Sì, per me la questione era più ampia, non si trattava solo di parare di omosessualità. Avendo vissuto in Iran dove ci sono identità estremamente stereotipate, e idee stereotipate di cosa siano un uomo e una donna, trovo interessante lavorare con questa libertà del desiderio e stare con persone e personaggi che sarebbe stato impossibile incontrare in Iran. Volevo parlare non di omosessualità, ma di libertà, di libertà di amare chi si vuole e di amare se stessi per la persona che si è. Anche perché sono cresciuto con persone così, a metà fra una cosa e l’altra, che vivevano in un tradizionalissimo matrimonio iraniano ma desideravano anche altro.
Quanto difficile è la vita di un omosessuale in Iran?
Se sei apertamente gay finisci in galera, ma è ancora peggio di così: la sessualità in generale è completamente tabù. Soprattutto per le generazioni più anziane, per i giovani è diverso perché hanno accesso a internet. Avere una sessualità diversa da quella “straight” è impensabile. Se baci una donna per strada o ti tieni per mano vieni ripreso, se baci un uomo vai in prigione o peggio.
Tutto in Iran ha a che fare con la repressione, il sistema si regge sul divieto di pensare liberamente.
A volte si dice il contrario: che la generazione che ha sessanta o settant’anni è più libera perché ha vissuto l’Iran di prima.
In parte è vero, loro hanno avuto esperienza della libertà e poi però si sono trovati intrappolati in questa ideologia e in questo sistema passando dall’esperienza traumatica di vedere tutto cambiare nel giro di una settimana. I giovani invece sono cresciuti dentro a questo regime e hanno un’altra scorza. Sono capaci di una resistenza molto forte. Scendono in piazza tutte le sere e sono disposti ad andare in galera, o molto peggio, per mettere fine a questo regime. Durante la guerra con l’Iraq, le famiglie erano incentivate economicamente dallo Stato a fare più figli. E ora quei figli sono grandi, e sono tanti, sono un quarto della popolazione e si stanno rivoltando contro quello stesso Stato.

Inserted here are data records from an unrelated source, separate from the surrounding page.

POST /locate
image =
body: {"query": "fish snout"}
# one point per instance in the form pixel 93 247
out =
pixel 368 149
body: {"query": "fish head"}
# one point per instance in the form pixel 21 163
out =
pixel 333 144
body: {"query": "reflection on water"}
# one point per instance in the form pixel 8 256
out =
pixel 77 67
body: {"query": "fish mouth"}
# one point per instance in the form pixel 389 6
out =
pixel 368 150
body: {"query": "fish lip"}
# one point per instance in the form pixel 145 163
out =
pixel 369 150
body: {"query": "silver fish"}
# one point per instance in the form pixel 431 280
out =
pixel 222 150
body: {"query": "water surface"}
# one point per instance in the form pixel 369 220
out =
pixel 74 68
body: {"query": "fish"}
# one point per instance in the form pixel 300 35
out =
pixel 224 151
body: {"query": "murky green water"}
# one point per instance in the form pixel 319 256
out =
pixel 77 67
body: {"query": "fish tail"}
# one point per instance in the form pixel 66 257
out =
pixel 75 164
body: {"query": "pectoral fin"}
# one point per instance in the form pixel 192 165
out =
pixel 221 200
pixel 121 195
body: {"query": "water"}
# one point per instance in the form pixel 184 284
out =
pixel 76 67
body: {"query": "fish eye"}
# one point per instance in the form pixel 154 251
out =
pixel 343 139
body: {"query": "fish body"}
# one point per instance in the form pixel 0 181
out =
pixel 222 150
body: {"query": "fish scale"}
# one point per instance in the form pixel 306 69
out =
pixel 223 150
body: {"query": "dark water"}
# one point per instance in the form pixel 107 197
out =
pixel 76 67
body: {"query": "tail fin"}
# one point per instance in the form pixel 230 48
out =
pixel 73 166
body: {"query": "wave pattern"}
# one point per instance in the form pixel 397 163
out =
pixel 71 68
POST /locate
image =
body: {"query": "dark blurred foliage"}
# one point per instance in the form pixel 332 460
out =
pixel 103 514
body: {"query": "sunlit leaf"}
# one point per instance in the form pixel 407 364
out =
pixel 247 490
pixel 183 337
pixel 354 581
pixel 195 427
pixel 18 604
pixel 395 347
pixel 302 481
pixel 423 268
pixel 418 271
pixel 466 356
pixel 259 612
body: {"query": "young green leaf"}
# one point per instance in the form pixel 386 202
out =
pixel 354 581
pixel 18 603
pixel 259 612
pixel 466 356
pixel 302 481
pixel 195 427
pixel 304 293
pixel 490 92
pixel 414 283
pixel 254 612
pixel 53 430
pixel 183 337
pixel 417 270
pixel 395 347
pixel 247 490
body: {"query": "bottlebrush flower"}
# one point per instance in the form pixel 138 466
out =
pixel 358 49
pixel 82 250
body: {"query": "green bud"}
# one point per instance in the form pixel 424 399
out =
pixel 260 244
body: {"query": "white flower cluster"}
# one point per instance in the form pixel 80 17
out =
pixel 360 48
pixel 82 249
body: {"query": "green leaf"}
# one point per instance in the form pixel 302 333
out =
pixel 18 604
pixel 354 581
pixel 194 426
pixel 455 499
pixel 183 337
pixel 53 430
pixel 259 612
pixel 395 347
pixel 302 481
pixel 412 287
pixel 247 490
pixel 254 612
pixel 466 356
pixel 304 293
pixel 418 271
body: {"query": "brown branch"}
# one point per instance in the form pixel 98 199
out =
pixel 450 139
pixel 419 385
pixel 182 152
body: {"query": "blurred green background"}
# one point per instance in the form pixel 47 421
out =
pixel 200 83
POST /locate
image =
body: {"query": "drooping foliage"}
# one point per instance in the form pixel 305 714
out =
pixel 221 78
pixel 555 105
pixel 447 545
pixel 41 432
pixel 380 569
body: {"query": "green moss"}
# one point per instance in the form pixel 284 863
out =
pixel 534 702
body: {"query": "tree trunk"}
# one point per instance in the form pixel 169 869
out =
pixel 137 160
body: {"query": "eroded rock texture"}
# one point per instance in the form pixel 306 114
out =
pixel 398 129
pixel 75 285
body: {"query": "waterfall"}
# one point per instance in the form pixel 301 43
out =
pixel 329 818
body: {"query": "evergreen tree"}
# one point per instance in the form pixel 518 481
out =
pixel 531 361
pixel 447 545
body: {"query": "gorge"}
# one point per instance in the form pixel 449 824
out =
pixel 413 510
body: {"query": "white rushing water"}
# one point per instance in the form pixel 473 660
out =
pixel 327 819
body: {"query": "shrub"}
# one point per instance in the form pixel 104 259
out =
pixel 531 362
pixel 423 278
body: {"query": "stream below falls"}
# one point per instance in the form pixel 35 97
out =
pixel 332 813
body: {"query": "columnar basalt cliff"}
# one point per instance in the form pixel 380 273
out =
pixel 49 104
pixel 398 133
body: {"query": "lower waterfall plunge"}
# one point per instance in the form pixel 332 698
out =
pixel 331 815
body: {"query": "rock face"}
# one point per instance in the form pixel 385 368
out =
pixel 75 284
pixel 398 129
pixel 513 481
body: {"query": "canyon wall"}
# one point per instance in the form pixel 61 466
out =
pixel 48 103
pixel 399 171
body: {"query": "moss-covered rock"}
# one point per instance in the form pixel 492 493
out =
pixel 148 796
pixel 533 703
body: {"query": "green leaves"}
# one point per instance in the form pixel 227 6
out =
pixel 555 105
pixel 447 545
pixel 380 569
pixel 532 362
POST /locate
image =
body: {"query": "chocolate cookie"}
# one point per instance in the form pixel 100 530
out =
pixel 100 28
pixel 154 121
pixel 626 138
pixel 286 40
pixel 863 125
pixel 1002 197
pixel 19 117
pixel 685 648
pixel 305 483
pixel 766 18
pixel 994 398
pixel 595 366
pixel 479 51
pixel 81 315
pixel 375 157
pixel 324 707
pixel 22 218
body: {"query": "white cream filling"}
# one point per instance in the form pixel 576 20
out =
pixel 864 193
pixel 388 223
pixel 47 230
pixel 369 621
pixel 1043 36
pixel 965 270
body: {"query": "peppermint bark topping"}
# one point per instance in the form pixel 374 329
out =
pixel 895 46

Il wrestling non appare solo come uno sport violento: c’è la violenza e insieme moltissima sensualità, a volte dolcezza, sicuramente comunicazione. È questo – lo sport, il corpo – il luogo in cui avviene la comunicazione?
Sì, per me il wrestling aveva a che fare con l’intimità. Anche filmare questi uomini così belli e sensuali e andare così vicini al mondo che si cela nello sport, era un modo di entrare nella loro interiorità. Lo sport è il luogo dove Iman esprime quello che non sarebbe nemmeno in grado di mettere in parole. Non riesce a dire a se stesso chi è e cosa desidera, ma nel wrestling sì.
Anche il suo film precedente, The Charmer, era molto incentrato sul ricostruirsi una vita in un posto nuovo e il passato di cui non ci si può liberare. A che fare con la tua esperienza personale?
Ho scritto questi due film molto velocemente, uno dopo l’altro, ed è per questo che hanno temi simili. In entrambi, l’unica cosa che i due protagonisti hanno a disposizione è il proprio corpo. Nel primo un uomo va a letto con delle donne per cercare di ottenere la cittadinanza – ed è una pessima idea – mentre nel secondo Iman cerca nel wrestling lì ciò che ha perso in Iran.
Quando provieni da un paese e vai a vivere in un altro, magari all’inizio cerchi di rifuggire da quella parte della tua identità, ma poi crescendo la fai tua, la integri in quello che sei. Per me personalmente non è stato un problema, non ho mai dovuto lottare per scegliere cosa essere, ma è stato interessante lavorare con questi personaggi. Il prossimo film avrà un tema diverso, sarà sul potere, ma potrei in futuro farne uno in cui questi due personaggi si incontrano, così si potrà dire che è una trilogia (ride).